Until now, research on AS has mainly focused on the contribution of T cells and M∅ to the initiation and progression of AS [4]. However, studies about the role of dendritic cells (DC) in AS are rare. DC are “professional” antigen-presenting cells with the unique ability to initiate a primary immune response to certain antigens by the activation of “naive” T cells [7]. The importance of DC in different diseases, including tumors, viral and bacterial infections, autoimmune diseases, and transplant rejection, is well known [8]. So far, the presence of DC was described in atherosclerotic plaques of carotid arteries and aortas [9], [10] as well as stenotic aortocoronary vein bypass grafts [11]. These vascular DC have specific ultrastructural features, including a well-developed tubulovesicular system, dendritic cellular processes, and a lack of secondary lysosomes and phagolysosomes [12], [13]. The co-localization of DC and T cells, as well as the expression of HLA-DR and costimulatory molecules on DC in atherosclerotic plaques [14], suggest that DC initiate an antigen-specific immune response, contributing to the progression of AS. In addition, recent studies showed that in normal intima DC form a network, especially in vascular areas subjected to hemodynamic stress [15], suggesting a role of DC in plaque initiation.

The immune response to autoantigens sustains the inflammation in atherosclerosis [1]. In particular, the importance of oxLDL as an autoantigen in AS has been proven [16], [17]. With regard to DC, it has been recently demonstrated that oxLDL or lysophosphatidylcholine promotes the maturation of cultivated DC, enabling these mature DC to trigger an antigen-specific activation of T cells [18], [19].

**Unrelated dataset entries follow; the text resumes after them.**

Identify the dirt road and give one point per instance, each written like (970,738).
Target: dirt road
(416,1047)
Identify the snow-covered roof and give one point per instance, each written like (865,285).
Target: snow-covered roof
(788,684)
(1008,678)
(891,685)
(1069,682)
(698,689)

The aim of our study was to compare the frequency and distribution of DC, the expression of HLA-DR on DC, and the occurrence of DC-T cell contacts in different stages of AS. In contrast to former studies, the numbers of immunohistochemically stained DC, T cells, M∅, and HLA-DR-expressing cells were exactly quantified and compared between different stages of AS, particularly between stable versus vulnerable plaques, to investigate a potential role of DC in plaque destabilization. Additionally, the clinical data of the patients were related to the immunohistochemical results.